CashBreak.com makes the following boast on its homepage: "The Internets [sic] Greatest Games and they're all FREE!" The games include online poker, bingo, keno, slots, solitaire and a lottery.
According to Nancy, a Consumer Ally reader and Georgia housewife who has asked not to give her last name, CashBreak.com is a fraudulent site that refuses to honor its commitments. The charge is repeated by other CashBreak.com members and echoed on various online complaint boards.Here's what Nancy wrote us:
There is a site called CashBreak.com where you can play bingo/keno/poker & more. Can you please investigate this site for Internet fraud? They owe thousands of dollars to people who won and refuse to pay us. They stopped paying about two years ago, and won't answer any emails or phone calls.
Nancy says she played various games on CashBreak.com for 10 years without incident as a "Gold Member," which cost her $7.95 a month for special privileges and greater chances of winning. But she canceled her account after they refused to pay her $200 in winnings or respond to her calls and emails.
Nancy, who says CashBreak.com users communicate via the site's chat room, said other Gold Members who also haven't been paid are unable to cancel their memberships, and continue to be billed month after month. Her son-in-law, who is owed $400 by the site, was only able to escape the monthly charges when his credit card expired, she added.
Another CashBreak.com member, Connie Whitman of Knightdale, N.C., told a similar tale about the gambling site. Whitman, who is retired on disability, has been playing on CashBreak.com for four years, is owed $200 and "can get no answer from them."
Donna Rae Henderson, a Stockton, Calif., retiree and a Gold Member for six years, says the she hasn't received any winnings for nearly four years. Henderson says CashBreak.com owes her some $400, and all attempts to get the company to pay up have been in vain.
"They advertise that their games are free and that alone is not the truth," Henderson told Consumer Ally. "They also say winners will be paid within 4-5 weeks and that is not the truth either."
Other CashBreak.com members have vented their anger on Consumer Ally partner SiteJabber.com, with complaints like this one from Henry L.: "NO money here either. Just a big fat scam. I can't believe I fell for it. Please stay away."

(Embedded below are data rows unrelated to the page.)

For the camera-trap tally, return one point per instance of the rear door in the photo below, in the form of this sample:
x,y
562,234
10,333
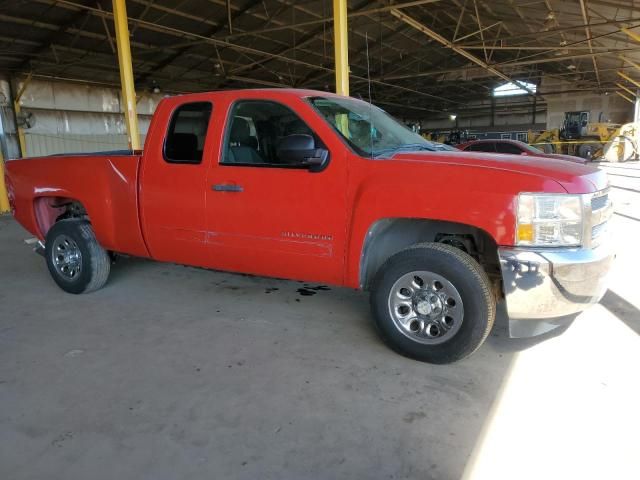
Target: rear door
x,y
267,215
173,182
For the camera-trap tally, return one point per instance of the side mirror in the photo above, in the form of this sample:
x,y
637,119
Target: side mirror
x,y
300,149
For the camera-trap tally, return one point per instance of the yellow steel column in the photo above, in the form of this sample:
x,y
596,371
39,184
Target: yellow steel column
x,y
126,72
4,198
341,42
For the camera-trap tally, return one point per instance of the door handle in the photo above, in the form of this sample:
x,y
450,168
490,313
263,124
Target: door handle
x,y
222,187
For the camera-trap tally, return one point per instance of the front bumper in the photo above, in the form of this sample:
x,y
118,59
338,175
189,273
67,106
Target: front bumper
x,y
551,285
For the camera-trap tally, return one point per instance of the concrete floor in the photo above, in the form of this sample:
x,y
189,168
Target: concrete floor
x,y
179,373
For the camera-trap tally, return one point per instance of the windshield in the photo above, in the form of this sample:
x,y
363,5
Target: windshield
x,y
370,131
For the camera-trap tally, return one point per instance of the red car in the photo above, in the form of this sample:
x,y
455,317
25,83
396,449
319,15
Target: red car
x,y
312,186
513,147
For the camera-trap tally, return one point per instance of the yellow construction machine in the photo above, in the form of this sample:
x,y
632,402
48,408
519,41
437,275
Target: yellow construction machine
x,y
592,141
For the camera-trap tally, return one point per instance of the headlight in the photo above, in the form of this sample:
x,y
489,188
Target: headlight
x,y
549,220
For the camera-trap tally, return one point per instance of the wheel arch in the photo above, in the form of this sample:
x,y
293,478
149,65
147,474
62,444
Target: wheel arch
x,y
50,209
388,236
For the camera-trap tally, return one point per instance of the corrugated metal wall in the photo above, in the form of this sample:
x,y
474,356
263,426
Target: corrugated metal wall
x,y
77,118
39,144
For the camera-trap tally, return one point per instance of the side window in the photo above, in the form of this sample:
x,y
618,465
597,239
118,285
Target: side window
x,y
481,147
187,133
504,147
256,130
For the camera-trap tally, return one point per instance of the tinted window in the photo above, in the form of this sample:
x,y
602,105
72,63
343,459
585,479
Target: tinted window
x,y
481,147
504,147
254,132
187,133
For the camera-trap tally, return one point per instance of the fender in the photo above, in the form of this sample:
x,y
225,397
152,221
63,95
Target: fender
x,y
469,195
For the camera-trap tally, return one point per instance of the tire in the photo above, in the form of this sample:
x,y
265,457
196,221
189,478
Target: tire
x,y
462,315
76,261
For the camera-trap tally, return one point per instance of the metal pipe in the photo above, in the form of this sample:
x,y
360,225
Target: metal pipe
x,y
629,79
628,99
22,141
631,34
341,43
126,72
626,89
587,31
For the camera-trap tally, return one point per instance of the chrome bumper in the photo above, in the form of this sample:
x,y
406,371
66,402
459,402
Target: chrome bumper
x,y
550,285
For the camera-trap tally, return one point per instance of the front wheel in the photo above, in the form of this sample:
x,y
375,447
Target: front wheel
x,y
433,302
76,261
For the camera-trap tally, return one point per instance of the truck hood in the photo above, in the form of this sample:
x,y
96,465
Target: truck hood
x,y
574,177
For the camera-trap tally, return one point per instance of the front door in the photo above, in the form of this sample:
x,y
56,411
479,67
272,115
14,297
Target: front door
x,y
268,214
174,186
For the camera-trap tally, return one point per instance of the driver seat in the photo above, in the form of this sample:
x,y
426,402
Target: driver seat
x,y
242,146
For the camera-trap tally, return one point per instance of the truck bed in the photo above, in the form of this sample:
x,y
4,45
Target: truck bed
x,y
104,183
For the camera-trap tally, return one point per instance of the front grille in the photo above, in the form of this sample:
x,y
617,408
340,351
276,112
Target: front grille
x,y
598,230
599,202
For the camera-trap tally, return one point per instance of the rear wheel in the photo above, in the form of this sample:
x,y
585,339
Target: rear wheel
x,y
433,302
76,261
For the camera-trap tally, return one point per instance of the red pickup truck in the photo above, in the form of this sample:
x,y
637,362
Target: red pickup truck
x,y
313,186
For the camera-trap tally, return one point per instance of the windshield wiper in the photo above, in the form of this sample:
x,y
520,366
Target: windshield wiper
x,y
403,147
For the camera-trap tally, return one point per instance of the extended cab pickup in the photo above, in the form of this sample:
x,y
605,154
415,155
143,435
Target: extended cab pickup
x,y
312,186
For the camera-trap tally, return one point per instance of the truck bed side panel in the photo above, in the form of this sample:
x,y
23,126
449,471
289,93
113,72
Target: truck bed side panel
x,y
106,185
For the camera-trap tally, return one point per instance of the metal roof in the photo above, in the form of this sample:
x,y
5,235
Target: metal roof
x,y
422,55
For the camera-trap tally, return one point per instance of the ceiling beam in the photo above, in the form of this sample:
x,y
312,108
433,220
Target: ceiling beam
x,y
440,39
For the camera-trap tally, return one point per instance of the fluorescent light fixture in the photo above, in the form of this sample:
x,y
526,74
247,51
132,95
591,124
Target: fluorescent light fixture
x,y
514,88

Another SiteJabber.com user, Reva M. sums up the feelings of many about an apparently once-trusted site they say has gone rogue:
They have owed me money for a couple of years. Don't expect to get paid just like the rest of us that played on that site. At one time it was a great place and then they just quit paying anyone and I mean anyone. We have contacted the better business bureau and other legal aspects but still nothing. Why they are still allowed to do business I just don't understand.
Similar complaints are expressed on Ripoff Report and Complaints Board, with headlines such as "Stay away from this site and never give them money" and "Owes me $50, and can't cancel." The Better Business Bureau, which first opened a file on CashBreak.com in 2004, gives the company a failing grade for a failure to respond to complaints.

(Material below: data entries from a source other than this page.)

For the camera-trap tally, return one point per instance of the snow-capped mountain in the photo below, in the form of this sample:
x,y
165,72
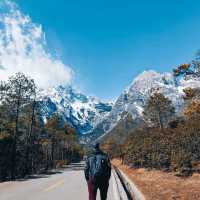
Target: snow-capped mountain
x,y
80,111
93,118
133,99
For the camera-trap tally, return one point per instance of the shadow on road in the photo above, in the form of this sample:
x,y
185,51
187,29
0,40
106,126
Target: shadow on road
x,y
75,167
47,174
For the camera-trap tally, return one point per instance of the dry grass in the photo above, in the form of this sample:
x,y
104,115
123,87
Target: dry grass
x,y
158,185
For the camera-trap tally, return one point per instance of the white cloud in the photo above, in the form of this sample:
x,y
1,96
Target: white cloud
x,y
23,49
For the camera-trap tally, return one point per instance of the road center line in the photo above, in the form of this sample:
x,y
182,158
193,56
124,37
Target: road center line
x,y
59,183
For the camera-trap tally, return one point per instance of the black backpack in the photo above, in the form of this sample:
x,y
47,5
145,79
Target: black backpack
x,y
101,166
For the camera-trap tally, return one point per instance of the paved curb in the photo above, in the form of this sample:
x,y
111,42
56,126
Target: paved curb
x,y
132,188
119,192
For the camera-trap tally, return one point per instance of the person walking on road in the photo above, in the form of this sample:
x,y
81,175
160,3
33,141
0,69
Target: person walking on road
x,y
97,173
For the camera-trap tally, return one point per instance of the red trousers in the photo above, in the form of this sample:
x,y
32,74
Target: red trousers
x,y
93,186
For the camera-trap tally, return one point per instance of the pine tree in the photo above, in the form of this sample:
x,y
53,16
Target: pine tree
x,y
158,110
16,93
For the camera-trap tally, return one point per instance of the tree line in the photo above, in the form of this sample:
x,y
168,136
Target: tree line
x,y
27,144
166,140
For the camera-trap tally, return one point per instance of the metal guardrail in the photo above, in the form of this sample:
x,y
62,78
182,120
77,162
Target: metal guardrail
x,y
133,193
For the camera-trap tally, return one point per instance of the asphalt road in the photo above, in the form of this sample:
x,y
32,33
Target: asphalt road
x,y
68,184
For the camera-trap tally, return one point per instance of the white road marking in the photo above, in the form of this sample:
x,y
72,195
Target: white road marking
x,y
59,183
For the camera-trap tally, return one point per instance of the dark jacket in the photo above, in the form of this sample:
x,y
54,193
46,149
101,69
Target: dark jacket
x,y
90,165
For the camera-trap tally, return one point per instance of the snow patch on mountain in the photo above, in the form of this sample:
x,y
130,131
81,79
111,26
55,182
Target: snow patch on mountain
x,y
80,111
133,98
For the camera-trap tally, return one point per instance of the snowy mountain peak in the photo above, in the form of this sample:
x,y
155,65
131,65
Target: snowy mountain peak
x,y
81,111
133,99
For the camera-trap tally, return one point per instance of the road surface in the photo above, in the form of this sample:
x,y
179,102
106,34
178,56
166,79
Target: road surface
x,y
68,184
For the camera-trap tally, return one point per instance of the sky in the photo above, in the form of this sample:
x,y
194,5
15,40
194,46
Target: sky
x,y
98,46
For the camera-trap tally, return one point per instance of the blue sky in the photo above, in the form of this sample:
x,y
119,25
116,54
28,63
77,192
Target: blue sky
x,y
109,42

Attempts by Consumer Ally to reach CashBreak.com for comment were unsuccessful. Like everyone interviewed for this article, our emails were ignored. Attempts to use the site's FAQ page were also fruitless, since every question, such as "I am Missing Email from CashBreak," leads to the same nonsensical answer.
When Consumer Ally called the number listed on the site for the billing department -- (888) 603-0075 -- we were told we'd reached Bank of America.
According to WHOIS, the company's website is registered to parent company RDK Net Inc., which lists only a P.O. Box in Winston-Salem N.C. for an address and the number mentioned above.
Unlike CashBreak.com's website, the BBB lists complete contact information for the Chuluota, Fla.-based company. But when Consumer Ally attempted to reach CashBreak.com President Kevin Dwayne Scott at the number provided -- (407) 971-1647 -- we reached the following recording: "We're sorry you have reached a number that had been disconnected and is no longer in service."
Complaints by Nancy and other users to CashBreak.com, the Better Business Bureau, the governors and attorneys general of both Florida and North Carolina, as well as various agencies, she told Consumer Ally, have accomplished nothing.
So why don't all these CashBreak.com members just cancel their memberships, assuming they can?
"I think we should all quit and cancel our membership, they then would not have any of our money to operate," Henderson told Consumer Ally. "But everyone enjoys playing and chatting to their friends, and no one wants to take the chance of losing the money owed if ever the problem could be solved."